Module 13: Creating a Facebook Clone

Once the service layer exists, the web-service layer should be boring. That is not a criticism. It is a sign that the architecture is doing its job.

This lesson demonstrates that well. UserWebService is mostly a translation layer. It defines URLs, request shapes, headers, and response behavior, then hands the real work off to the service classes underneath. That is exactly what controllers should look like in a healthy backend.

The exception-to-error-DAO mapping is one of the most important parts here. It gives the client a predictable error contract instead of exposing raw Java exceptions or framework defaults. Even simple apps benefit from that discipline because it keeps client-side error handling from becoming guesswork.

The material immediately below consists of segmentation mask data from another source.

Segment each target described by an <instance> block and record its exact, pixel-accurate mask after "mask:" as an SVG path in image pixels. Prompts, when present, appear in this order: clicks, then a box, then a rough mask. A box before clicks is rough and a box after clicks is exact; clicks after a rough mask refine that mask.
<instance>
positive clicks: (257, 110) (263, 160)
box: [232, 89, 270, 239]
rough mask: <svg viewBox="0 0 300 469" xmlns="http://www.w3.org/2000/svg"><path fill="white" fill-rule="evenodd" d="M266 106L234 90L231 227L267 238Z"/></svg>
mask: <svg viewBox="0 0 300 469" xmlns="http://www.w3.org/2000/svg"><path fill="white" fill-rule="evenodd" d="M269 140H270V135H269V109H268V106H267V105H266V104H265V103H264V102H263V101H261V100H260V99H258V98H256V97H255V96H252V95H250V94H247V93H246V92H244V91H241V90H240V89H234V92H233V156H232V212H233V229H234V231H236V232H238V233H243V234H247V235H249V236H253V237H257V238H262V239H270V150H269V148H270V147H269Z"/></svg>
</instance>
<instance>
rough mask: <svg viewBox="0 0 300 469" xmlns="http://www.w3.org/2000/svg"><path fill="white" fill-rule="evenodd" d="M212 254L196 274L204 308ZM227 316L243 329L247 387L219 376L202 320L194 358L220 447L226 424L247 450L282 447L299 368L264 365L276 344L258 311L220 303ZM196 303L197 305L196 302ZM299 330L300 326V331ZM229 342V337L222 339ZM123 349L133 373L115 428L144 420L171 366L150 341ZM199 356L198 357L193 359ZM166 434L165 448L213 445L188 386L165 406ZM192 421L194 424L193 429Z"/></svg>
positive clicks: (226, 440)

The avatar endpoints are a good example of the controller layer adding protocol-specific behavior without swallowing business logic. They return image content with the right response metadata, turn missing avatars into 404 semantics, and still leave the real authorization and data retrieval rules to the service layer.

The lesson also makes a pragmatic choice in a few places by using GET operations for state changes when the mobile client benefits from simpler calling code. That is not something I would present as ideal REST design today. It works here because the client is controlled, but the general rule should still be to avoid using GET for operations that mutate state.

So the right takeaway is not “copy these HTTP verbs literally.” It is “keep the controller thin, explicit, and responsible only for transport concerns.”